Ainda, como parte integrante dessa rede de auxílio, a Secretaria Especial de Políticas para as Mulheres – SEPM está implantando um sistema de Ouvidoria, que tem como objetivo incentivar e apoiar a participação da mulher, consciente de seus direitos, constituindo-se em mais uma instância de enfrentamento de arbitrariedades e violência doméstica e de gênero.
Para que o enfrentamento da violência seja efetivo é necessário que essa extensa Rede de Cidadania funcione articulada e com apoio do Estado e da sociedade, e que, a cada dia, outros setores e organizações a ela se incorporem, fazendo do enfrentamento da violência contra as mulheres um dos centros de suas políticas e ações.
Para a Secretaria Especial de Políticas para as Mulheres – SEPM, o Programa de Prevenção, Assistência e Combate à Violência Contra a Mulher é meta prioritária, e todos os esforços e recursos serão mobilizados para que esta Rede se estruture adequadamente e acolha as mulheres em situação de violência, dando a elas todo o suporte necessário (BRASIL, Secretaria Especial de Políticas para as Mulheres, 2003, p. 51-53).
Considerações finais
A publicação da Secretaria Especial de Políticas para as Mulheres – SEPM sobre o Programa de Prevenção, Assistência e Combate à Violência Contra a Mulher – Plano Nacional (BRASIL, 2003) apresenta dados de significativa relevância para a compreensão do alcance e complexidade do problema e informa também as iniciativas e instâncias de proteção, oferecendo subsídios que enfatizam o reconhecimento da importância da Lei nº 11.340, de 7 de agosto de 2006.
Por suas definições e alcance, ressalta-se a importância da Lei nº 11.340, 2006, pela criação de mecanismos para coibir a violência doméstica e familiar contra a mulher, nos termos do § 8º do artigo 226 da Constituição Federal e da Convenção Interamericana para Prevenir, Punir e Erradicar a Violência contra a Mulher, e pelas suas disposições sobre a criação dos Juizados de Violência Doméstica e Familiar contra a Mulher.
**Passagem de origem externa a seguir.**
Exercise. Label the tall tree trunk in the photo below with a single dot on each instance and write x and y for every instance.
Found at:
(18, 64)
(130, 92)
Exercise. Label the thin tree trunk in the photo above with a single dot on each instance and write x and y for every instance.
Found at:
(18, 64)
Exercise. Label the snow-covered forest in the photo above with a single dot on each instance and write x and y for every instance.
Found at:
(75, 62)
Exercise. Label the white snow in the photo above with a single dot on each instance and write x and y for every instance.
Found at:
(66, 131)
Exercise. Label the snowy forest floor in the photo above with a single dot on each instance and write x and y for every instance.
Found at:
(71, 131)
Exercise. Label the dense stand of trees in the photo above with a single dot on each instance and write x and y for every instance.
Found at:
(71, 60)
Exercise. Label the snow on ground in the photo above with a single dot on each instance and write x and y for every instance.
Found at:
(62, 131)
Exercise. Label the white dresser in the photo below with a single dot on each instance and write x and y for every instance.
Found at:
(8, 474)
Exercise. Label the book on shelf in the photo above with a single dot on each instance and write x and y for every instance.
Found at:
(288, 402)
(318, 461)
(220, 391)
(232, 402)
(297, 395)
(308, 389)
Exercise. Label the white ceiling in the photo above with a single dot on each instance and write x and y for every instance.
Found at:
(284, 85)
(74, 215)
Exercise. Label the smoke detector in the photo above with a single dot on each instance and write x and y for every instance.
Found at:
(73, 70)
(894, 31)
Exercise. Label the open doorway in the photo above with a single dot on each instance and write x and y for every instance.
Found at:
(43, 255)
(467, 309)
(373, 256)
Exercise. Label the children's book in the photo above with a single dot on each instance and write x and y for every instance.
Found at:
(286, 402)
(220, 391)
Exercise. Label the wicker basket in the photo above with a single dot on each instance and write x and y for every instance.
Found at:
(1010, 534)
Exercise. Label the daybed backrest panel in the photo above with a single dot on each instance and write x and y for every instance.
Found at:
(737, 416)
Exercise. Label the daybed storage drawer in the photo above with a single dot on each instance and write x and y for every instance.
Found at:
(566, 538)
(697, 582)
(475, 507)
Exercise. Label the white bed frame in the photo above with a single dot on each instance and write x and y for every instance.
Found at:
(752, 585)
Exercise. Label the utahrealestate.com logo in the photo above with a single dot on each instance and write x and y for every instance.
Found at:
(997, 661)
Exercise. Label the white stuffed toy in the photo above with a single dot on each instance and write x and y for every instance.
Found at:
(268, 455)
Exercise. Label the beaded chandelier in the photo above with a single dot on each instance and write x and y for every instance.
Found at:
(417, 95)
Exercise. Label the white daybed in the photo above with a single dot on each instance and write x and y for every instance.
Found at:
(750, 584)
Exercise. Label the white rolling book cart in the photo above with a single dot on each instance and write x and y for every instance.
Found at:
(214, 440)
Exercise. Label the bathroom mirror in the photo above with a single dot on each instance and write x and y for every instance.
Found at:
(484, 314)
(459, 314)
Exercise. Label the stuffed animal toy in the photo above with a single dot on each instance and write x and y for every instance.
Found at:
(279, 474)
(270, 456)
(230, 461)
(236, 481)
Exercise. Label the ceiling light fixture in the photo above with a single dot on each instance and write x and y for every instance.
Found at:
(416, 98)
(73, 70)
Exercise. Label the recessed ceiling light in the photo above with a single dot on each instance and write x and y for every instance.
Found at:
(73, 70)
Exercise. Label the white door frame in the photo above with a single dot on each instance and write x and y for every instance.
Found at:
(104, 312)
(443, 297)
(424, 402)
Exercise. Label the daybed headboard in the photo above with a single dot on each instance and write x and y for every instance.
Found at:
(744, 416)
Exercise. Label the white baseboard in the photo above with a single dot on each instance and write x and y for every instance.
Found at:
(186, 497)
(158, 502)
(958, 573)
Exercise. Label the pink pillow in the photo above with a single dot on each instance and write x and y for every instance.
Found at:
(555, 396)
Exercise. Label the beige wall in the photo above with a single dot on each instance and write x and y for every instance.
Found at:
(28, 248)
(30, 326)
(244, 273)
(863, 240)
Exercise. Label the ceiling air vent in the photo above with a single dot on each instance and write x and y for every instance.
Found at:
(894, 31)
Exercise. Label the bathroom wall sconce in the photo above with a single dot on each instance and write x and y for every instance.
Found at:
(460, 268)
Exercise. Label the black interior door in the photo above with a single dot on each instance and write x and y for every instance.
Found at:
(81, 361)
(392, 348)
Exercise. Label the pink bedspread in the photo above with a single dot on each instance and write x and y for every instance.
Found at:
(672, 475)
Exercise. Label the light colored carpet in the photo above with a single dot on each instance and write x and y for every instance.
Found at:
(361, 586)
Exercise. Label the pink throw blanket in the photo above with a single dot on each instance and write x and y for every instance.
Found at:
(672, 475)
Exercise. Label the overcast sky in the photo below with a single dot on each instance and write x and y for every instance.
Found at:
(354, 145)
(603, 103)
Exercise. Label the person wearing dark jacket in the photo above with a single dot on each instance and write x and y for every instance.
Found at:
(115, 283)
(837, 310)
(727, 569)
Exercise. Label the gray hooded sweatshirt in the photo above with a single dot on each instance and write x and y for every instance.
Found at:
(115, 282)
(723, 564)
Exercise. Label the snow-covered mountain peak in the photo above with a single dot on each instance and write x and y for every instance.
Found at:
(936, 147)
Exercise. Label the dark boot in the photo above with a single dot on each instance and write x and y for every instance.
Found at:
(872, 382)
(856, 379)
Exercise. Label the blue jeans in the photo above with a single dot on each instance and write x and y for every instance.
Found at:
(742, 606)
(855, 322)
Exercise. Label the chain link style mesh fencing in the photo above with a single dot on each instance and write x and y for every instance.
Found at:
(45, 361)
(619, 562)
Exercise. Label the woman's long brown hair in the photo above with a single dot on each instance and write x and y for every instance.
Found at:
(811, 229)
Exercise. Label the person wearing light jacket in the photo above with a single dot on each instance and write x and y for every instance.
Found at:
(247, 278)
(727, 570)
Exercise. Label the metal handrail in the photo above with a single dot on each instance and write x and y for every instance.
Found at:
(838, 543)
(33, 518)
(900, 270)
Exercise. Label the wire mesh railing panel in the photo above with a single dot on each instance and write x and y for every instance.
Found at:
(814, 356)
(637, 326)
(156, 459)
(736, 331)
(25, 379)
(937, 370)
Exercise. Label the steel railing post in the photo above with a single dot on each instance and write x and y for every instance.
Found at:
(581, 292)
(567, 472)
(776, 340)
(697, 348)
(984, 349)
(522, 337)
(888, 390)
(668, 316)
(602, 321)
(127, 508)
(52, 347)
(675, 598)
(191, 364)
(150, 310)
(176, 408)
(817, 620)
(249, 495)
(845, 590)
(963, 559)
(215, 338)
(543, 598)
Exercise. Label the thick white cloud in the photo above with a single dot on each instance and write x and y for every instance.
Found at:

Observam-se também os avanços na alteração do Código de Processo Penal, do Código Penal e da Lei de Execução Penal.
A Lei considera como formas de violência as que se apontam no capítulo II, artigo 7º, incisos de I a V: violência física, violência psicológica, violência sexual, violência patrimonial, violência moral. Essa compreensão ampla favorece, significativamente, o entendimento da extensão e variedade de abusos domésticos e de gênero.
Sem dúvida, acredita-se que, tanto os estudos e pesquisas de gênero, como os estudos, publicações e ações da SEPM, como a Lei nº 11.340 de 7 de agosto de 2006, representem marcos significativos na compreensão e realizações em favor do enfrentamento de uma situação que afeta, sobretudo, direitos de cidadania e de dignidade humana.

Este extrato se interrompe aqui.